L'hôtel de l'air

En escale à Paris au Méridien Étoile, elle lui a filé rendez-vous au bar de l’hôtel

L’homme a insisté, il veut qu’elle se pointe au rencard dans son uniforme d’hôtesse

Elle se donne un dernier coup de blush, passe ses stilletos Max Mara quand son portable sonne

C’est son fils Octave en visio, dans son lit à La Réunion

-       Bah tu dors pas mon ange ? il est bientôt minuit pour toi…

-       J’y arrive pas. Tu m’manques maman. Hey, pourquoi t’es encore habillée, il est quelle heure chez toi ? 

-       21 heures en France.
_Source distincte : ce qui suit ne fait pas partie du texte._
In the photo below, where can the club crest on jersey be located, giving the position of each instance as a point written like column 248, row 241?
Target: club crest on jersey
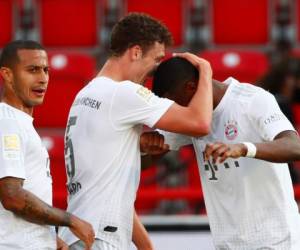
column 231, row 129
Je vais descendre boire un verre avec l’équipage. Mamie t’a bien donné ta Ritaline du soir ? 

-       Oui oui, après ma douche, comme d’hab. T’as pas d’amoureux en c’moment ?  

-       Personne dans mon cœur à part toi.

-       J’ai toujours peur que t’en rencontres un à Paris et que tu rentres plus jamais.

-       Arrête tes bêtises, mon chéri. Allez, dodo.

Quelques secondes plus tard l’ascenseur l’emmène au lobby

Elle reconnaît d’emblée le mec, assis devant un Moscow mule 

Cheveux mi-longs, barbe de 3 jours, blouson en cuir

Tout comme sur sa photo d’appli il a un air de Christian Bale, son acteur favori

Comme bien des hommes qui s’imaginent affirmer leur virilité sans avoir à parler, il porte Sauvage de Dior

Gentil mais timide à l’excès, le type peine à sortir trois mots et la conversation s’enlise

Elle meuble comme elle peut, rien à faire, son désir s’atrophie toujours un peu plus à chaque seconde qui passe

Elle profite d’un de ses bâillements pour couper court 

-       Tu sembles fatigué, et pour tout t’avouer moi aussi. Je ne vais pas tarder à monter me coucher.

Dépité, il proteste un peu, en vain

Beau joueur, il insiste toutefois pour régler l’addition, là aussi elle tient bon

Elle le raccompagne jusqu’aux portes automatiques, lui ressert un peu de small talk et le terrasse d’une bise cordiale

Son taxi finalement parti, elle retourne au bar, commande un Daïquiri passion

Plus loin le long du zinc, un grand barbu affublé d’un tee-shirt KARMA’S A BITCH et d’un tatouage GOD BLESS VICODIN sur l’avant-bras termine sa bière

L’homme a un bagout redoutable, il pourrait vendre une bible au diable

Et lui ne porte aucun parfum

Une heure plus tard, ils se galochent dans l’ascenseur et remontent ensemble dans sa chambre 

Perchée sur ses talons, elle tremble comme à sa première fois

Ses baisers ont un goût de malt, de non-retour aussi

Il l’effraie autant qu’il l’attire

Après le sexe, brutal mais efficace, elle s’éclipse sous la douche

Au sortir de la salle de bain, elle découvre le lit désert, son sac à main ouvert

Après une savante inspection, elle fait le point, seuls manquent à l’appel une boîte de Lamaline, un tube de Néo-Codion et tout son cash, quelques centaines d’euros

Un junkie, manquait plus que ça 

Elle va pour appeler la réception, se ravise aussitôt, elle entend d’ici les ragots et bruits de couloir dans l’avion 

Elle se glisse sous le drap, écoute quelques pages de son livre audio du moment, Kilomètre zéro de Maud Ankaoua, un de ces innombrables ouvrages feel good et sans grand intérêt

Style besogneux, intrigue niaise et clichés grotesques, tout y est

Elle coupe le sifflet du bouquin puis éteint la veilleuse 

Elle repart en vol dès demain et s’en réjouit

Juste avant de sombrer, elle songe au sosie chiant de Christian Bale, au colosse toxico et à quelques mots d’Orson Welles, tellement à propos

En avion, on n’éprouve jamais que deux émotions : l’ennui et la peur.